Furthermore, since the sample liquid and the like can be stirred by sucking air from the probe section 3 with a dispenser, there is no need for a stirring rod, a stirring pressing mechanism, a drive motor, or the like.

Furthermore, since the probe section 3 and the reaction container section 2 are integrated,
When the reaction container 1 is made disposable, the cost can be reduced.

In addition, the reaction container 1 can be discarded after each test, and the sample,
Since the reagent, diluent, and air are all sucked in only one direction, they can be washed together and have the advantage of no carryover.

〔Effect of the invention〕

As described above, in the reaction container according to the present invention, the reaction container part and the probe part are integrally formed, and the reaction container part is flattened so that the flat surface is formed on the photometric cell surface.
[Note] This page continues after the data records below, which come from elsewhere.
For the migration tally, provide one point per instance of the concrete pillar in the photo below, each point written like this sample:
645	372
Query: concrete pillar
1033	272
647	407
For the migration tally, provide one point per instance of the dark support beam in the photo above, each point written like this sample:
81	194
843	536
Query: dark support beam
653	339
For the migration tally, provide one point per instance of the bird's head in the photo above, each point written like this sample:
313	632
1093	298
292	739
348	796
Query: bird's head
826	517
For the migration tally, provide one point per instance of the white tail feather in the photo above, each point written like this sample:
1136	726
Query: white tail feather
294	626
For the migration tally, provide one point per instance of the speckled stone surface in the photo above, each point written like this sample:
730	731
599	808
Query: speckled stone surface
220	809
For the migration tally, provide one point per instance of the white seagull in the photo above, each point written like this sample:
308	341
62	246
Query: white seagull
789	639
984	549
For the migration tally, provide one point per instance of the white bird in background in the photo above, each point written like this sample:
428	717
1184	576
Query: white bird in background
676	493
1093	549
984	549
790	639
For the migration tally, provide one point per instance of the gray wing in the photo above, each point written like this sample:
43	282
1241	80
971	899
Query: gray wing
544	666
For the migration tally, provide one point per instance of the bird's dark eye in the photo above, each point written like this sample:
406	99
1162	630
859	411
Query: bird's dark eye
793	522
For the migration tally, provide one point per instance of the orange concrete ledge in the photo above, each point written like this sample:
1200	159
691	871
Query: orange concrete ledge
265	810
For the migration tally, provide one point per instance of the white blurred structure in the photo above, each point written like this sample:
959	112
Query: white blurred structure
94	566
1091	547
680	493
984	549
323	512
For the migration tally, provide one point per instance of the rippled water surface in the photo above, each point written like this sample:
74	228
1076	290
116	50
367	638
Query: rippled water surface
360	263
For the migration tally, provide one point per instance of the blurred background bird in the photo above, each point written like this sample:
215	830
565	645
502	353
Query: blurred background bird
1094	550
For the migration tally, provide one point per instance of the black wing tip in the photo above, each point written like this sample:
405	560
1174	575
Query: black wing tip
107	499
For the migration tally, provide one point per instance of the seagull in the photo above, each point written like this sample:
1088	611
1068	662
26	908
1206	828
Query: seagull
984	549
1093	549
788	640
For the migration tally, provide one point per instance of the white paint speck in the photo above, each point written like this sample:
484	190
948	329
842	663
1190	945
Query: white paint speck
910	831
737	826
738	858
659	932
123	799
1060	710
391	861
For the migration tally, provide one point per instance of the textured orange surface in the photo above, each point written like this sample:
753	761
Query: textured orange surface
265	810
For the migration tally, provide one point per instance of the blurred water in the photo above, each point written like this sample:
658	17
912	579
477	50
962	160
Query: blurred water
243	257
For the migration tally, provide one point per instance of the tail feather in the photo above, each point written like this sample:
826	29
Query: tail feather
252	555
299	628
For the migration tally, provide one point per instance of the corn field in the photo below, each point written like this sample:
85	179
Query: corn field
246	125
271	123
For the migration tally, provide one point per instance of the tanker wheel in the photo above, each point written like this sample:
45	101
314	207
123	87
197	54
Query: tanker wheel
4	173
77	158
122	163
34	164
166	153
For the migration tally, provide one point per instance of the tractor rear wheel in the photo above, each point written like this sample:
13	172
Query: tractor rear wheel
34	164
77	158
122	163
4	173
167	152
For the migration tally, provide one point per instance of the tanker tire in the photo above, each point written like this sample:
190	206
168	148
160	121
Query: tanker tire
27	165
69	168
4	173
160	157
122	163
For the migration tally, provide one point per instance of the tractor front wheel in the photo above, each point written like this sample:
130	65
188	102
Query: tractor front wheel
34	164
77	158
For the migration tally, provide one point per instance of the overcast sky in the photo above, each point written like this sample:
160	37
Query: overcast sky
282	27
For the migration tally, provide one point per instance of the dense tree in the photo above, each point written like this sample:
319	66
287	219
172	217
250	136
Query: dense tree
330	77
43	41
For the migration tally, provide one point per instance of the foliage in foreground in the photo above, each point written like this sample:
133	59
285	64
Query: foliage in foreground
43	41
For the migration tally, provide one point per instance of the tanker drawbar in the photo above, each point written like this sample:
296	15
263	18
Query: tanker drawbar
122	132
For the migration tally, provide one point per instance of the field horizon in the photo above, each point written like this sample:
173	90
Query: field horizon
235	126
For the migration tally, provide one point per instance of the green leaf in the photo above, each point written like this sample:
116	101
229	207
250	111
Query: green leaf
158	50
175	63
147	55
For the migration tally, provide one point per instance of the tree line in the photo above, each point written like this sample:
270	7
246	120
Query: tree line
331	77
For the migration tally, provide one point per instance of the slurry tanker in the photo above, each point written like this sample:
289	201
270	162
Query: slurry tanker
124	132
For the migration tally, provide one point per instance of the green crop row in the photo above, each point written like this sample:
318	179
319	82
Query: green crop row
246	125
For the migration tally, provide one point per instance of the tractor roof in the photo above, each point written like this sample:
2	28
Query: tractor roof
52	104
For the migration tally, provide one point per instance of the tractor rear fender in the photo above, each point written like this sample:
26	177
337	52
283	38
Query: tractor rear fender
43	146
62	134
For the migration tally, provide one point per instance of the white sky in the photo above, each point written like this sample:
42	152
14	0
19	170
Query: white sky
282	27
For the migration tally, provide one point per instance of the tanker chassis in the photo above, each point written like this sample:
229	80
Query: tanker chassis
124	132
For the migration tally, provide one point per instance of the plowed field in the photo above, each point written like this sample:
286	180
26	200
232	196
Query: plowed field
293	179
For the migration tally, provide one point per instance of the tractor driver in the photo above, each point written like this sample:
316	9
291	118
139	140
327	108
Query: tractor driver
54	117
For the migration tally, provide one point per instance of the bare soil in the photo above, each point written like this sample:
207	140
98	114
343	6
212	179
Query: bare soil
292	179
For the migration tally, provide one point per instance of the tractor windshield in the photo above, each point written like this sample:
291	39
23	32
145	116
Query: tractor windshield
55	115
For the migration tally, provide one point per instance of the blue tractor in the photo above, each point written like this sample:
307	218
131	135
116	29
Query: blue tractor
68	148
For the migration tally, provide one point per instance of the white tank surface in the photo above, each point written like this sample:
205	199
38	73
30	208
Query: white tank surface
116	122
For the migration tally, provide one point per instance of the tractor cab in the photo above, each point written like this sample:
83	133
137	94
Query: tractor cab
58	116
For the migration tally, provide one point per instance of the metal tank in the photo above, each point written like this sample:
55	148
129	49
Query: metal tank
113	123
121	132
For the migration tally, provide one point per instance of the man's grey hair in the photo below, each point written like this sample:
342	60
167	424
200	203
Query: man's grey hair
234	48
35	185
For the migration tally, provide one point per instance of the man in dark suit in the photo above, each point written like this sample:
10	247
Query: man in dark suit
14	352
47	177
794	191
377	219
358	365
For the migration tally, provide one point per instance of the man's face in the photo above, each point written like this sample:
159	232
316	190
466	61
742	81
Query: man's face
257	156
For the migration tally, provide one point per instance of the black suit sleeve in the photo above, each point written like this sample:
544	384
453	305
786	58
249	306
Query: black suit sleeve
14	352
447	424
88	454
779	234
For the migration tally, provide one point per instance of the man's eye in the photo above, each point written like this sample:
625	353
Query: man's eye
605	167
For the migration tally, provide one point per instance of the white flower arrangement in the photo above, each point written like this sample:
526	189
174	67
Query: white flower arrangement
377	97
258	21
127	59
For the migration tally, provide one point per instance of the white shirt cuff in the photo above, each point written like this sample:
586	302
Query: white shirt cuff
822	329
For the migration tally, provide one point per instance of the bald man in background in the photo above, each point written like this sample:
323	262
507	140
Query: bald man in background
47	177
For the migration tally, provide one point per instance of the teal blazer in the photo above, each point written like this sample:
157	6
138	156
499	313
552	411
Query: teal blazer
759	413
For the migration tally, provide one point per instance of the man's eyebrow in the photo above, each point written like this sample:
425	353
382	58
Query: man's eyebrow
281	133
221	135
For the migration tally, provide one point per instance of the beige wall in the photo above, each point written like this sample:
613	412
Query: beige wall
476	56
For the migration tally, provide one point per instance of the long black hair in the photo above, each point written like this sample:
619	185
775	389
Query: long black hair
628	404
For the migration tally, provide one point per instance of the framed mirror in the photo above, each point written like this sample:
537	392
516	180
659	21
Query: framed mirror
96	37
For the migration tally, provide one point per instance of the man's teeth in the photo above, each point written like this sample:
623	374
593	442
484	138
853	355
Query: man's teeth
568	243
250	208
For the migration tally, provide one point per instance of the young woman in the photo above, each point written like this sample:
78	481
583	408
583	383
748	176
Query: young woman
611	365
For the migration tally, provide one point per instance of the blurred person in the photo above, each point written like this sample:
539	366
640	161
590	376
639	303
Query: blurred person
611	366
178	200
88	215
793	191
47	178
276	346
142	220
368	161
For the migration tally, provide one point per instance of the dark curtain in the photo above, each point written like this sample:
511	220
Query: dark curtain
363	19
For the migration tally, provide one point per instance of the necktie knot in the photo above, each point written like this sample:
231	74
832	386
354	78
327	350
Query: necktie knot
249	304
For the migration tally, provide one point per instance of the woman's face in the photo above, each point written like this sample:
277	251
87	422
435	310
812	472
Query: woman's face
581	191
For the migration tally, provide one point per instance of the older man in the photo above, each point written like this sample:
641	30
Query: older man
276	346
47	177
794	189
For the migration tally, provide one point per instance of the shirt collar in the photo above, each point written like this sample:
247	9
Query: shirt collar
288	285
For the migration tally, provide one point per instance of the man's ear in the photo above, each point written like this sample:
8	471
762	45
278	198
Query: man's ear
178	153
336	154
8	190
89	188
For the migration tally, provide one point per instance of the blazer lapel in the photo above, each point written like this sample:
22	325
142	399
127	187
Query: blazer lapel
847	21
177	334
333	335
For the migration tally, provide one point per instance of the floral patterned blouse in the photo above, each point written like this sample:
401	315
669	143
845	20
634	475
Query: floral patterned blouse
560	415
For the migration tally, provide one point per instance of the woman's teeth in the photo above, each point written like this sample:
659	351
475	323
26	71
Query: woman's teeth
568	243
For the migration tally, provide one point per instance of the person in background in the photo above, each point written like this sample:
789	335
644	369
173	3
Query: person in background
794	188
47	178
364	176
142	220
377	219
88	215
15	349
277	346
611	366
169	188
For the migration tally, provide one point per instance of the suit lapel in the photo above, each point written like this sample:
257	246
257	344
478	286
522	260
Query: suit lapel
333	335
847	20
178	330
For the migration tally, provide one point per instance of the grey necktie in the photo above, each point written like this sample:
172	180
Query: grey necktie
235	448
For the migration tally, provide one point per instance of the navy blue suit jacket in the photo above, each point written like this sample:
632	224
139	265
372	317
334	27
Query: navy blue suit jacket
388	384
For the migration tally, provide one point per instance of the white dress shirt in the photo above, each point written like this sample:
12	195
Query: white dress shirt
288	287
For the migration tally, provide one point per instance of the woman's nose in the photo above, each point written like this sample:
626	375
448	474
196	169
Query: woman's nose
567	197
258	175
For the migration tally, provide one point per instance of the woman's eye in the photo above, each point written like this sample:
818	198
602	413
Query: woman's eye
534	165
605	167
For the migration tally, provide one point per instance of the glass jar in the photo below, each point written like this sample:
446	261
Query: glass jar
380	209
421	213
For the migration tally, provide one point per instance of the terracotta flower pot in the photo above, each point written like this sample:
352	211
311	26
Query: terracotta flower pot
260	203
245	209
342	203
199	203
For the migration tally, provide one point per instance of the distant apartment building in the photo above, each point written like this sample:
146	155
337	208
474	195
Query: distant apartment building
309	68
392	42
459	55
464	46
The operation and structure of the transfer mechanism can be simplified, and stirring rods and pressing mechanisms are no longer required during stirring. Moreover, during each step, almost no cleaning liquid is required for cleaning, there is little waste liquid, and if the reaction vessel is disposable, the cost can be reduced. Furthermore, since the reaction container can be made smaller and have a smaller capacity than conventional ones, the amount of samples, reagents, etc. required for testing can be reduced to a very small amount. Further, since the sample, reagent, diluent, air, etc. are sucked in only one direction of the probe part, there is an advantage that co-washing is possible and there is no carryover.

[Brief explanation of drawings]

FIG. 1(A) is a longitudinal cross-sectional view of one embodiment of the reaction container according to the present invention, FIG. 1(B'i) is a cross-sectional view taken along line II in FIG.
Figures 8 through 8 are partial cross-sectional views showing the reaction vessels in each step of the automatic analysis method, and Figure 2 shows the reagent dispensing step,
Figure 3 shows the diluted liquid dispensing process, Figure 4 shows the stirring process, Figure 5 shows the photometry process, Figure 6 shows the sample dispensing process, Figure 7 shows the diluted liquid dispensing process, and Figure 8 shows the stirring process. be. ■...Reaction container, 2...Reaction container part, 2b...
...Photometry cell surface, 3...Probe part.

Claims (1)

[Claims] A reaction container in which a reaction container portion and a probe portion are integrally formed, the reaction container portion has a flat shape, and two opposing flat surfaces of the reaction container portion are used as photometric cell surfaces.